Similar to the case of sine discussed earlier (refer to Equation 13), let us consider the scenario where A = B = \theta.
\begin{aligned} \cos(A + B) &= \cos A \cos B - \sin A \sin B \\ \cos(\theta + \theta) &= \cos \theta \cos \theta - \sin \theta \sin \theta \\ \cos (2 \theta) &= \cos^2 \theta - \sin^2 \theta. \end{aligned}
This is the first formula. The other two formulae are expressed solely in terms of cosine and sine, respectively. Therefore, it seems appropriate to perform the operations of eliminating sine and eliminating cosine. The formula that connects sine and cosine is Equation 1, so let us utilise this.
\begin{aligned} \cos (2 \theta) &= \cos^2 \theta - \sin^2 \theta \\ &= \cos^2 \theta - (1 - \cos^2 \theta) \\ &= 2 \cos^2 \theta - 1. \end{aligned}
The same can be shown with sine.
\begin{aligned} \cos (2 \theta) &= \cos^2 \theta - \sin^2 \theta \\ &= (1 - \sin^2 \theta) - \sin^2 \theta \\ &= 1 - 2 \sin^2 \theta. \end{aligned}
5 Summary
As we have seen, the trigonometric identities can be readily derived through the definitions and the addition formulae. Familiarity with these derivations enables one to grasp much more than simple memorisation; it promotes an understanding of the relationships between formulae, the formulae themselves, and typical transformations in this area.
In this article, we classified trigonometric identities into two groups: (1) a group proven using the definitions of trigonometric functions and (2) a group proven using the addition formulae. It is beneficial to review which formulae belong to each category.

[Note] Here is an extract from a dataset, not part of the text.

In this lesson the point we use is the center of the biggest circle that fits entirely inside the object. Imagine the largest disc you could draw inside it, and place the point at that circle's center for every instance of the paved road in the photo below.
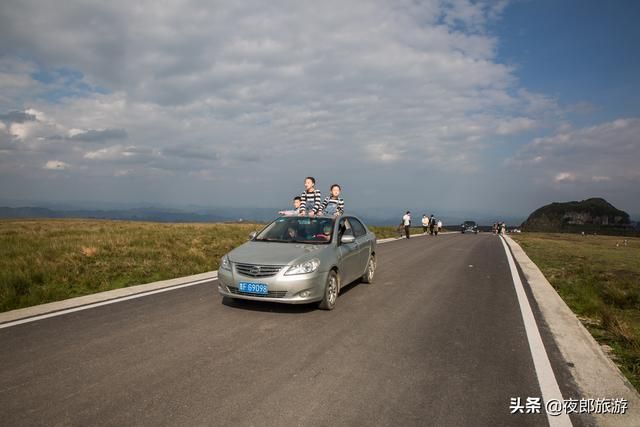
(438, 339)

The journey towards mastering these formulae is not one that can be accomplished with a single attempt. I encourage you to immerse yourself in the derivation process repeatedly. It is essential to organise your understanding of the rationale behind the approach you used for the derivation. Reflect on the specific information you need to comprehend in order to derive the formula successfully in the future. By maintaining this mindset throughout your studies, you will find that cognitive processes—unlike simple memorisation—are relatively easy to retain once understood.
Engaging in consistent practice using the relevant mathematical formulae is essential for developing a solid understanding of the subject. It is entirely acceptable to refer back to these equations while addressing problems. By frequently applying the formulae, you will naturally become more familiar with them. Additionally, consider deriving the equations ocasionally when you use them; this process reinforces your comprehension and retention. Should you forget an equation, do not hesitate to derive it once more.

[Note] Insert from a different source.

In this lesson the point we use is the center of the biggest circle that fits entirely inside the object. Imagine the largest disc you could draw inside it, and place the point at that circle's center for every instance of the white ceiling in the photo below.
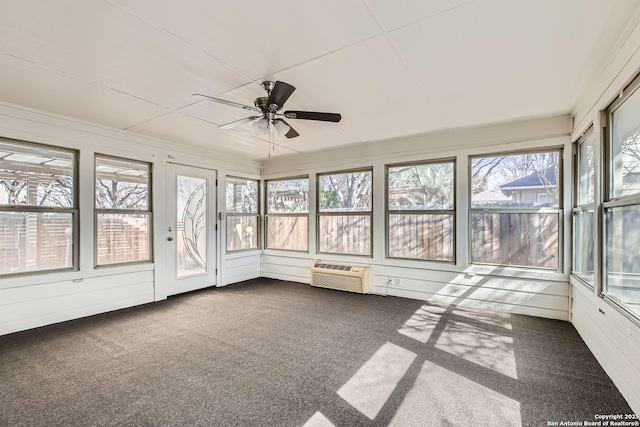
(391, 67)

This article has focused on specific equations; however, it is equally beneficial to ensure that you are capable of deriving other equations as well.

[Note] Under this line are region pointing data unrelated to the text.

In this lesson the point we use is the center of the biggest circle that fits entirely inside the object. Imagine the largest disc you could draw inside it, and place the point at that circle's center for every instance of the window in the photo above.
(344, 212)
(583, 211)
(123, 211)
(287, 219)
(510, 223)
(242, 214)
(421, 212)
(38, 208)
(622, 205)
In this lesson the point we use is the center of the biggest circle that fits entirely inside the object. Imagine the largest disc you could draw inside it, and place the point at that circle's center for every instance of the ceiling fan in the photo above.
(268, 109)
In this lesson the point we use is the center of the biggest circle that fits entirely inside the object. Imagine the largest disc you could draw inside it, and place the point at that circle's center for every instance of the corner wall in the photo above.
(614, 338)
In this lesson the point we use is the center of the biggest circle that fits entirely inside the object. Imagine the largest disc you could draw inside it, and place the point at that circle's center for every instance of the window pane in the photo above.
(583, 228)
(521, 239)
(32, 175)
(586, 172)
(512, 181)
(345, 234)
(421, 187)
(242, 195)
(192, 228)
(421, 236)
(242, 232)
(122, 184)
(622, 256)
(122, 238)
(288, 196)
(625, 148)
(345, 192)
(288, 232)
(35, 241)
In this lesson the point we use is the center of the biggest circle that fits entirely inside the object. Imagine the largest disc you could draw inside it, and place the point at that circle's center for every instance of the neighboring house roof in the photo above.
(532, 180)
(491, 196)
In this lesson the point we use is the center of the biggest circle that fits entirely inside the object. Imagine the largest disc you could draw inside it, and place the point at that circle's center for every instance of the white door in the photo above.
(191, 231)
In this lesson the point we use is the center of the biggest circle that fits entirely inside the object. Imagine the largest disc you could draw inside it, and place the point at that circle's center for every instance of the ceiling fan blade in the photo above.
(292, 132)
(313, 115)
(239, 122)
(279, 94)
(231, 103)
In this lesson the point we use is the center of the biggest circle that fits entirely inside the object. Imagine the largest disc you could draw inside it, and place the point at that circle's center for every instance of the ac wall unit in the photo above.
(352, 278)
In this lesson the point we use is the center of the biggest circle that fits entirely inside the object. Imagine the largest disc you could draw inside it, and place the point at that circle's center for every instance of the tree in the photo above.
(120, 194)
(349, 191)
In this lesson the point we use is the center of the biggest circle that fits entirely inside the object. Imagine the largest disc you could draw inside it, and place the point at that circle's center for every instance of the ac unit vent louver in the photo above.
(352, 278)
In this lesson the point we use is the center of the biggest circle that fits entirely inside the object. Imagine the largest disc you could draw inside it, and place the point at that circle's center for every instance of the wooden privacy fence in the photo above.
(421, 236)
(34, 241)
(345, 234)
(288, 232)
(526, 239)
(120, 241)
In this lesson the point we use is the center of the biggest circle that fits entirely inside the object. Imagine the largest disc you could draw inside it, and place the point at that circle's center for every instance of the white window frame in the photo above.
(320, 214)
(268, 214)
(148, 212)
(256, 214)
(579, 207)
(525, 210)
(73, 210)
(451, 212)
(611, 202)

Although the process of deriving identities may seem indirect, it is a vital path for those committed to enhancing their mathematical skills. This method, in contrast to mere memorisation, allows for a deeper understanding of foundational concepts in trigonometry. It also equips you with essential techniques for manipulating equations, thereby facilitating practical applications. Let us strive to remember the identities through both the derivation process and regular problem-solving practice, rather than relying solely on rote memorisation.
As you reflect on this approach, consider: how might deriving an equation deepen your understanding compared to simply recalling it? I encourage you to attempt deriving a formula you have previously memorised and observe the difference in your grasp of the underlying principles.